A winding driveway leads to the sloping wooded site that architect Thomas A. Kligerman’s clients purchased to build their Pacific Northwest vacation home, a path that removes any sense of the surrounding neighborhood from those who visit. What’s left, says Kligerman, “is the powerful natural beauty” of the plot. The moody gray atmosphere settling over the saturated colors of the woods captivated Kligerman and seemed to almost demand a more modern approach. “It was an instinctual reaction,” he says.

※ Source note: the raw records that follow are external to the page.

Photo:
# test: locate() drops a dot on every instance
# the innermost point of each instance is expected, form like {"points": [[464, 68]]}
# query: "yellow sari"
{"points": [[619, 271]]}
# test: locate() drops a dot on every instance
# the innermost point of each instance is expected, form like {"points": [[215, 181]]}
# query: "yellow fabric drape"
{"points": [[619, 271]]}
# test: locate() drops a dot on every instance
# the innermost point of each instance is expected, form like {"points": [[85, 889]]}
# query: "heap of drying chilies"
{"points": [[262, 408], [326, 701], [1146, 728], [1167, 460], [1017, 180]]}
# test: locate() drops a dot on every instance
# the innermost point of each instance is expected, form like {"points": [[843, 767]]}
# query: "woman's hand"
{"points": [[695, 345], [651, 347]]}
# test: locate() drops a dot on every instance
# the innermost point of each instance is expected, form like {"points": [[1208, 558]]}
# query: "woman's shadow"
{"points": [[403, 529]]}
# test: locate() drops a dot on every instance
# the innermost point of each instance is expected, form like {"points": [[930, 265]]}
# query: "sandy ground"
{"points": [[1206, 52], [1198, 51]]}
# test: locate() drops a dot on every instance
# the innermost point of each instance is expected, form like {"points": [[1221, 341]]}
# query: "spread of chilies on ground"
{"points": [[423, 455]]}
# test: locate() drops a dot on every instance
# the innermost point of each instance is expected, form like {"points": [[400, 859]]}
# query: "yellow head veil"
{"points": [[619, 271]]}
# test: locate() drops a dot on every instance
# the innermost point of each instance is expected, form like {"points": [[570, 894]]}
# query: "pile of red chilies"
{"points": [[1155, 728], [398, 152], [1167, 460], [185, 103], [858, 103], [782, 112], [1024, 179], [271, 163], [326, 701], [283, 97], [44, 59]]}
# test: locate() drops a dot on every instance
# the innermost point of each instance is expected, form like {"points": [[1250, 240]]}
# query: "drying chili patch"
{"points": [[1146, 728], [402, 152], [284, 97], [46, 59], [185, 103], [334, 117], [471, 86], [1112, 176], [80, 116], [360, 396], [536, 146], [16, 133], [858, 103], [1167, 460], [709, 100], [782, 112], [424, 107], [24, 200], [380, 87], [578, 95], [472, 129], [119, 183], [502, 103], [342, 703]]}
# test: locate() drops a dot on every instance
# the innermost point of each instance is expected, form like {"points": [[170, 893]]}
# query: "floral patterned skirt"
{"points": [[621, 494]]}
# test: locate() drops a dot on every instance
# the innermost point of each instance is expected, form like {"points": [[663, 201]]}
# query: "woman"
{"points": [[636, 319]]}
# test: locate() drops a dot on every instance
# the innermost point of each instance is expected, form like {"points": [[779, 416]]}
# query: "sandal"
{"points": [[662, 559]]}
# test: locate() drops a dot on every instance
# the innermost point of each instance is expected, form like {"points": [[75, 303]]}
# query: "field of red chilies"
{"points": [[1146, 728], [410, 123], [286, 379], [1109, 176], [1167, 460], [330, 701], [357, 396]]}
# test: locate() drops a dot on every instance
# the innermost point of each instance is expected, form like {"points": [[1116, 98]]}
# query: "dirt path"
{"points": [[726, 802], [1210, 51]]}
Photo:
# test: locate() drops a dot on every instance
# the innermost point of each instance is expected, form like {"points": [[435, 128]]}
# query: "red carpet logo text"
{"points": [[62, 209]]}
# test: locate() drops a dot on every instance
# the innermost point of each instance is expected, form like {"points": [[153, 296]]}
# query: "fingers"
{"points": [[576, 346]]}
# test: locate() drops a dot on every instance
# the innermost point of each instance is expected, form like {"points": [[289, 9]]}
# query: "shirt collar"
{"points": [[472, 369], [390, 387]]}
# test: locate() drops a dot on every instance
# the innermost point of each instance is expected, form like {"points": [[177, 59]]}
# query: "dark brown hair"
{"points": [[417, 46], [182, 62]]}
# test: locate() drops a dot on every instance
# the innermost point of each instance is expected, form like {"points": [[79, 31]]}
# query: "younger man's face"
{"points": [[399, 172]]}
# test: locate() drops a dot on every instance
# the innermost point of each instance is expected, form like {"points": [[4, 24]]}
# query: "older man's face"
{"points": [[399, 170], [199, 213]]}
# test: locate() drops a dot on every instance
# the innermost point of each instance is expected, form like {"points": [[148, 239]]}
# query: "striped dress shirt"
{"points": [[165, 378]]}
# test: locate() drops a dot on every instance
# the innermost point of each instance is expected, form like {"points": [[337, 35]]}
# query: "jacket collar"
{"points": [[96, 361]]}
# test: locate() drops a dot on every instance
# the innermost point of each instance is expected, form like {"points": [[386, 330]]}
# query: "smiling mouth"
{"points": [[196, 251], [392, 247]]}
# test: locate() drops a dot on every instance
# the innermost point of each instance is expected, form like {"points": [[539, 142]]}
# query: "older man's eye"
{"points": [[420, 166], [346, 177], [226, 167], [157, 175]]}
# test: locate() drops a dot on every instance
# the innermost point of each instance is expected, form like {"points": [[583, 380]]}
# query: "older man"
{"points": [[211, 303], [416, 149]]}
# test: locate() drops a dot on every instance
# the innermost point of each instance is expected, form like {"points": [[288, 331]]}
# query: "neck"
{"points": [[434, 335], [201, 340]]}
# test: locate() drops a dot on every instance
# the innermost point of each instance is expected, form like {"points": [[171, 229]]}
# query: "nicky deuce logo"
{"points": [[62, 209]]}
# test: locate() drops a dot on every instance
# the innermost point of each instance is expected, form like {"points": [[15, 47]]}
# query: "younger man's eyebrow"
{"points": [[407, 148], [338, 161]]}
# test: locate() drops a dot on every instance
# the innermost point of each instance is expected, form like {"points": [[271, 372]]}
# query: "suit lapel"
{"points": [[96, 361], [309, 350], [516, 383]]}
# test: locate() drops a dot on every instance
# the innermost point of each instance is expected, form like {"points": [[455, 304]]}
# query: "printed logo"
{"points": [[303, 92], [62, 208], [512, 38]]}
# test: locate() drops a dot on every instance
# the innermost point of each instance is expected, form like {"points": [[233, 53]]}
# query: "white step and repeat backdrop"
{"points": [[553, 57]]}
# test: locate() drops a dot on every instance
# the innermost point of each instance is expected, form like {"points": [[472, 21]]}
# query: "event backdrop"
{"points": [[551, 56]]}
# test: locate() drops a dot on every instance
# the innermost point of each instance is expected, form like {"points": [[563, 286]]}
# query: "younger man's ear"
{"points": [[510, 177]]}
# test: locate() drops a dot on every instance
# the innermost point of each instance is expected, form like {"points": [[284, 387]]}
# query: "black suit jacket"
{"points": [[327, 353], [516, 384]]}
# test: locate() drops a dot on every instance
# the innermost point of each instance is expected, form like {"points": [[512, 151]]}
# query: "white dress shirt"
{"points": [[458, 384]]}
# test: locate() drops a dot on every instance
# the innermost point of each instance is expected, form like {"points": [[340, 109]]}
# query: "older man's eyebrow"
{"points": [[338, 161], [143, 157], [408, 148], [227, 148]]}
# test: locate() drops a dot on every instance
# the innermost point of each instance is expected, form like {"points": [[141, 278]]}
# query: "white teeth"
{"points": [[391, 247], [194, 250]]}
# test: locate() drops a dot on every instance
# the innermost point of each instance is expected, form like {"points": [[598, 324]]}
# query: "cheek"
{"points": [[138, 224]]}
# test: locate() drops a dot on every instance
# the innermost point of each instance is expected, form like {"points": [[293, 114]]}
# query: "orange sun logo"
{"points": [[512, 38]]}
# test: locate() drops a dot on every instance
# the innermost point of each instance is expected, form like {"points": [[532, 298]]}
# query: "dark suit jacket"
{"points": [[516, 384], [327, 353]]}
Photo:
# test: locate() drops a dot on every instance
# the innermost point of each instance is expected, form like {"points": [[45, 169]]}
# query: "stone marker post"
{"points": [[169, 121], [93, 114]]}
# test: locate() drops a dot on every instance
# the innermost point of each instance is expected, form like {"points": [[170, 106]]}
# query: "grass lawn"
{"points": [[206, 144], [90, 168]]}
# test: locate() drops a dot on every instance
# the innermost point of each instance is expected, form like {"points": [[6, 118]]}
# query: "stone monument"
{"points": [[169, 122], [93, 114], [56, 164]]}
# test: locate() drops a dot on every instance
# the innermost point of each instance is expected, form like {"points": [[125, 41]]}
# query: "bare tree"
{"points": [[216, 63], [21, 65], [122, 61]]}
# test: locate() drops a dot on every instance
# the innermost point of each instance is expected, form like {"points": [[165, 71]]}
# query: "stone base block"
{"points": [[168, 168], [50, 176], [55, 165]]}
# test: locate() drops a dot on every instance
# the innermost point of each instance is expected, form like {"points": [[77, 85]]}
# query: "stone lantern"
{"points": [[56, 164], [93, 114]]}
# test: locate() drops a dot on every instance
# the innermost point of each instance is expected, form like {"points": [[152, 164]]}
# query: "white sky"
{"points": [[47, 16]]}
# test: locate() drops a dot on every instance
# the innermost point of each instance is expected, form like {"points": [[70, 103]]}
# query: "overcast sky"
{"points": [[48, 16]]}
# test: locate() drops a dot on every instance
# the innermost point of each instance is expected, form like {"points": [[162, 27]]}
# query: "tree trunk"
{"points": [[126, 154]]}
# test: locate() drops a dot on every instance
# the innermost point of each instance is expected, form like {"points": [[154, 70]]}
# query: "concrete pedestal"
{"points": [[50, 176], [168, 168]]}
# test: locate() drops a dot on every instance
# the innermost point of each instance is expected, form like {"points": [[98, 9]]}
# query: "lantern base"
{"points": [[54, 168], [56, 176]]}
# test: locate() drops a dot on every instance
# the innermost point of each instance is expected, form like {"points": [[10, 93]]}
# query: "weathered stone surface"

Expansive windows were necessary to admit plenty of natural light in all that damp, cloudy weather, he reasoned, but the notion of creating a modern white box never came up. “The whole palette of the house, we thought, would pick up on the rich, deep colors of the forest.”
The philosophy that emerged from his first musings would guide how the home would take shape. “We wanted a house that would reflect the place it was in,” project architect Joseph Carline says. That meant using dark cedar siding, Douglas fir beams, and tobacco-stained oak on the interior walls and floors. Board-form concrete was also added into the mix. “There was an honesty of materials,” Kligerman says. “The structure itself became the ornament and the detail—there were no moldings or gewgaws.” Designer Mia Jung, a Kligerman associate, ultimately saw much less need for interior decoration as a result, she explains, because the architecture would play that role.
Guided by the desire to use as much glass as possible, Kligerman’s team decided early on to separate the home’s structural steel from the curtain wall that wraps around its rear. As is always the case with their projects, “We had to build the roof before we built the floors—the steel grid doesn’t connect to the floor system,” Carline says. This eliminated the need for thick, structural frames around the glass. “We picked the thinnest profiles we could find. It’s like outlining something with a fountain pen versus a crayon. Thick is good. Fine is better. There’s just more elegance to it,” Kligerman says. “The whole thing becomes much more diaphanous.”
Where the glass leaves off, a mosaic of wood paneling and concrete forms the interior and exterior cladding—all rigorously aligned at 6-inch intervals despite the fact that the concrete was poured more than a year before the wood was installed. “If you put a laser on one of those lines at the north end of the house, it’s exactly the same within the smallest fraction of an inch at the south end of the house. It’s beautiful when you see it,” says general contractor Jim Dow, who credits Carline and his superintendent Chris Lange for ensuring everything was properly executed. “It was a really difficult build—everything was super intricate and complicated—but this is one of our best projects, and we’ve been in business for 40 years.”
Jung and associate designer Elizabeth Sesser used these materials, along with the steel grids and exposed beams, to inspire the interior design. In keeping with the architectural program, accents were kept to a minimum. “In this house, we selected darker, richer colors to complement the architectural elements and location.” Jung then designed custom furnishings and sourced accents—down to the dishware—that would stand up to their environment: “They’re heavier and more grounded in form,” she notes. And rather than hanging art on the walls, especially given the amount of glazing, she used rugs as the statement makers. “The rug is where the luxury is. That’s where I play design—on the floor,” she says. Outside, Jung worked with landscape architect Dodi Fredericks to marry the exterior with the interior. Mostly native plantings surround the house, even on the second floor where planter boxes are placed outside the master bathroom windows. “Not only is the house in the forest, but the forest is in the house,” Jung says.
Kligerman’s firm is best known for its traditional work—he and his partners wrote a book on shingle-style homes—but this project was a welcome departure. “People don’t typically expect this sort of thing from us, but it’s something we like to do,” he says. “I’m a modernist at heart. I loved this exploration, and it already influences projects that are currently on the boards.”